See that is why I think Clyde has ADHD of Vizslas or something. He CANNOT lay next to you and rest. He just fidgets. ON the couch, off the couch, browsing through the kitchen, etc. Only time he lays down is when he is kenneled. Maybe something id wrong with him? I have heard that V's can be neurotic, maybe I should have him checked out. I have always heard that they are high energy and follow you everywhere so I thought this was normal but there are alot of people on this forum who say that with exercise their V's are couch potatoes. Clyde can spend 2 hours running at the off leash dog park, comes home and never even lays down! CRAZY. ps he is 7 months. What do you think?


----------



## Crazy Kian (Aug 10, 2009)

I think that's normal ;D
One day he'll settle, might be in a year, might be in 5 :


----------



## gunnr (Aug 14, 2009)

Doglover

Gunnr runs all day long when the weather isn't too cold. She will stay outside indefinitely if you let her. I'm talking out a 6am and runs till dark, everyday. She does "drivebys" on the house to come in for water and sometimes food. I'm actually having trouble keeping weight on her right now, and may try feeding her outside. 
She doesn't stop moving. She isn't a couch potato at all. When she finally crashes at about 9pm, she is out like a lite, and will sometimes put herself away.
Tika on the other hand will hang out with you all day long, and meet you at your pace, until you turn her loose in the forest. Then she's all dog.

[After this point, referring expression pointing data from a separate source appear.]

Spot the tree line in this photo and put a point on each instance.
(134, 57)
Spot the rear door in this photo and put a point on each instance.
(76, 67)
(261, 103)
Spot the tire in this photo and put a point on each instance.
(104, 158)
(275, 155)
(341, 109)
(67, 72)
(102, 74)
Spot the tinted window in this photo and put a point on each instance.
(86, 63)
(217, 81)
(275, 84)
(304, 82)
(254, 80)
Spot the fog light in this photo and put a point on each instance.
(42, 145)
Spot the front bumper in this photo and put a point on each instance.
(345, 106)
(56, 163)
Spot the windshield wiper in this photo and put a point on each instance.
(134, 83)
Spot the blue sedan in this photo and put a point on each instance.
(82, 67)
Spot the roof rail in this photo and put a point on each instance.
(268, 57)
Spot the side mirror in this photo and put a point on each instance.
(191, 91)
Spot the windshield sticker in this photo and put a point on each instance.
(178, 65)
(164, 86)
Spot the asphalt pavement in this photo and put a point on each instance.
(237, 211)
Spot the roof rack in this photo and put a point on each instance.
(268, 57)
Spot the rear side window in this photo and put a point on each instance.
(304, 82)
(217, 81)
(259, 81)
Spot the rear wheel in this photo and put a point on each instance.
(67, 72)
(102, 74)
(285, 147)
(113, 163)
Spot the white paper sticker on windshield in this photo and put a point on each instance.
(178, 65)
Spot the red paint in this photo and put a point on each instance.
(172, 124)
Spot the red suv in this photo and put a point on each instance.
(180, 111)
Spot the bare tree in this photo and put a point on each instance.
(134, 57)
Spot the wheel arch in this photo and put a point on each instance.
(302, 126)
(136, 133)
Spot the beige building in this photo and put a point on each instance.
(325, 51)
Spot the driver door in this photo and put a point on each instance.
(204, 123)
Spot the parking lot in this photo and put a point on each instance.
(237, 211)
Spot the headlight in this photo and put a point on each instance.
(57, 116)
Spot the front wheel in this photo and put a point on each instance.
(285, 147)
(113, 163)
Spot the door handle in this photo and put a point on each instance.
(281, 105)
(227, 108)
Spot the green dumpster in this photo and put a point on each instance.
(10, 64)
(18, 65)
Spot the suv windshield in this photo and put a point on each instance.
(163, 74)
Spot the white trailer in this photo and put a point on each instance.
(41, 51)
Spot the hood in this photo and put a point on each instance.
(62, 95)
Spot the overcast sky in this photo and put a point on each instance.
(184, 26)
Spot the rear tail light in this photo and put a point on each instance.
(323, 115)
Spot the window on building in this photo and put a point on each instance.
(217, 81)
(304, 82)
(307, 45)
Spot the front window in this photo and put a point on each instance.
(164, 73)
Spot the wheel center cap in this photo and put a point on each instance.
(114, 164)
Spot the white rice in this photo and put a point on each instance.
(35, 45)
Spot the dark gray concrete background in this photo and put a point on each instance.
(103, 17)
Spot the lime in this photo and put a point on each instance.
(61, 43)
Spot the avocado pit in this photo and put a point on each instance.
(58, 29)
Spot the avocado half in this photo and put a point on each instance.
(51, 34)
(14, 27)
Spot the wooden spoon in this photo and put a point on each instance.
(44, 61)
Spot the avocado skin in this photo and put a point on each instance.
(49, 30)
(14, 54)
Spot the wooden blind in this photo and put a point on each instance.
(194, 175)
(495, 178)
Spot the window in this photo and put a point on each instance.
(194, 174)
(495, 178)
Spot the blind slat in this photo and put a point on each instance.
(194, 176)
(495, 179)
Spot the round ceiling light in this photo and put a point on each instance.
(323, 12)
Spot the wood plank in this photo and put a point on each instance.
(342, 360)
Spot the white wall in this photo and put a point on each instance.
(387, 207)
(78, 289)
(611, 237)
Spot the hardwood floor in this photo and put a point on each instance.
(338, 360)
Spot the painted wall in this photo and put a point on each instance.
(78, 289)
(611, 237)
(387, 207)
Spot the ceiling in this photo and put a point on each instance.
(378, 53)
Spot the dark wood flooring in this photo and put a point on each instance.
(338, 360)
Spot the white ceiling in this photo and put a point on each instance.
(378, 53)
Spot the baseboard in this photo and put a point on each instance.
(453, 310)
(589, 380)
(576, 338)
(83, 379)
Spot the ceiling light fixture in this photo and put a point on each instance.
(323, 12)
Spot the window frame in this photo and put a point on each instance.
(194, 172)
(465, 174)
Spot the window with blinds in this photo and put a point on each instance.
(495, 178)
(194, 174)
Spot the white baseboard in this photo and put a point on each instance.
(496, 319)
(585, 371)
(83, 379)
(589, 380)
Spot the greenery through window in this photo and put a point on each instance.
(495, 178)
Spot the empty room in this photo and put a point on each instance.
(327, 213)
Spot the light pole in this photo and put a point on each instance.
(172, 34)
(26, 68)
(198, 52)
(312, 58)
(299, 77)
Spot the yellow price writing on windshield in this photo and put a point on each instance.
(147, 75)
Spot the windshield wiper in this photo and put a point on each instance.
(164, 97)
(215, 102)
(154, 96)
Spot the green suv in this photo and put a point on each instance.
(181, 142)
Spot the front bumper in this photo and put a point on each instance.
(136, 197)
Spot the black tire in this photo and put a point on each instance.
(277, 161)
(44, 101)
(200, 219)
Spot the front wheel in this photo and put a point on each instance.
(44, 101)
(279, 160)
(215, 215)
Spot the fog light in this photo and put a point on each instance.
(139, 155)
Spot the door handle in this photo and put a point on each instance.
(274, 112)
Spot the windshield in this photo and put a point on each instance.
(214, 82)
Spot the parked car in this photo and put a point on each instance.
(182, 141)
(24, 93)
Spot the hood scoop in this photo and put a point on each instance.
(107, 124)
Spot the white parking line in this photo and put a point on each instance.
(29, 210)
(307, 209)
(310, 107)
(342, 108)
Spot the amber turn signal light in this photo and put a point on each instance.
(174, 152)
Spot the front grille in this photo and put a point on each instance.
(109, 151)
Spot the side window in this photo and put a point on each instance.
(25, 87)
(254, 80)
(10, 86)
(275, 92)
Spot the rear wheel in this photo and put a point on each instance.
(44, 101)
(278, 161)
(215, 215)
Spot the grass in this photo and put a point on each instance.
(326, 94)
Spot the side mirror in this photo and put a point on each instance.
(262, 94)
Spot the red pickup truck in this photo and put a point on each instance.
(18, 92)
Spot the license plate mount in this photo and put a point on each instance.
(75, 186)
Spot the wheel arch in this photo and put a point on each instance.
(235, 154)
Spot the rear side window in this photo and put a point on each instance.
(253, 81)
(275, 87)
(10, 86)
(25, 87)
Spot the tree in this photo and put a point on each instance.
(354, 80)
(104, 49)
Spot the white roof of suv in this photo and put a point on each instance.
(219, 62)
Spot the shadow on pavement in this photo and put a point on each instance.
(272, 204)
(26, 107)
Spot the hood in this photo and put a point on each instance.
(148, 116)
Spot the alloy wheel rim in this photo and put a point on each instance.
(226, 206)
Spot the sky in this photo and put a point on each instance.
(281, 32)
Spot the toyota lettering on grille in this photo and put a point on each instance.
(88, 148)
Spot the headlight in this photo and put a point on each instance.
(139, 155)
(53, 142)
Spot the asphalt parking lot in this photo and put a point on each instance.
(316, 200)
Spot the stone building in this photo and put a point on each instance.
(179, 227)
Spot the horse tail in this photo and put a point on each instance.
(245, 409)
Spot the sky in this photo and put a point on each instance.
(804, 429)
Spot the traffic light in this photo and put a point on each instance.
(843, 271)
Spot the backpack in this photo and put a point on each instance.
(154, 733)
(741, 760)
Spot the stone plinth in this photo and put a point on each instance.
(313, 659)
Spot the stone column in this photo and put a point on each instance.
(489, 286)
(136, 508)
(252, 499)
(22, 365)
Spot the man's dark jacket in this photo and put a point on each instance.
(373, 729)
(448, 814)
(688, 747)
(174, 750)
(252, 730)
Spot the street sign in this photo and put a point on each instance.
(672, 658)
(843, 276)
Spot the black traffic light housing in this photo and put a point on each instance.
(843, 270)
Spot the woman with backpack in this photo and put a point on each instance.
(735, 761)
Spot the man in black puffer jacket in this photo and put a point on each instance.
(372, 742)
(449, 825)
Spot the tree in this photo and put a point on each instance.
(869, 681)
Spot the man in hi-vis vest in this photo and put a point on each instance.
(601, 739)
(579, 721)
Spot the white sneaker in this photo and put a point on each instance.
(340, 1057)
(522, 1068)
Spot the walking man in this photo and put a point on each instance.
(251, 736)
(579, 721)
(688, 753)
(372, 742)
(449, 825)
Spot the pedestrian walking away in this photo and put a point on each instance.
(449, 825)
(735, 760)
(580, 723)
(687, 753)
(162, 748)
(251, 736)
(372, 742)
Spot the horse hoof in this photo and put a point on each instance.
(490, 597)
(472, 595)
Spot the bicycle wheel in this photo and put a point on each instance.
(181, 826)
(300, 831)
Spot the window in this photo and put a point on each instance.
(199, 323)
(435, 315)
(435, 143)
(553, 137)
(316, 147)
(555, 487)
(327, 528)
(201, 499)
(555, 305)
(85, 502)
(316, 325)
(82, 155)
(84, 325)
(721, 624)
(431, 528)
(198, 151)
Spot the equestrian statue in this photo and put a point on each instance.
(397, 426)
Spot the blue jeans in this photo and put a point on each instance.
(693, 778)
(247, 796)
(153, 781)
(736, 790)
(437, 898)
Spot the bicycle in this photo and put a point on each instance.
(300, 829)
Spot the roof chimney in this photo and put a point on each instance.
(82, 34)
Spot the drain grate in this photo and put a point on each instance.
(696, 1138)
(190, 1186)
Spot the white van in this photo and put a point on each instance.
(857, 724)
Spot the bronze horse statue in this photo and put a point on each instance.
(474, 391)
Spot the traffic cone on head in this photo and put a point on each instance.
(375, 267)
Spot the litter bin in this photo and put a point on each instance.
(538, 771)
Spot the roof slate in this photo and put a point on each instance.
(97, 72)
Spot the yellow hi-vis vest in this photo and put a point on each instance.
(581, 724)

Dogs have their own personalities, just like people. Some people can never sit still either, like uhm.......... me  I like the dogs with a lot of go.


----------



## Reddog6 (Jan 22, 2010)

I think that's normal as well. It took Chase 2 yrs to get to the point where he would even breath heavy after hours of exercise and a full week at the beach to even come close to wanting to sleep in. At 6 we now have to pull him out from under the covers after a hard day but once he's up there is no stopping him.


----------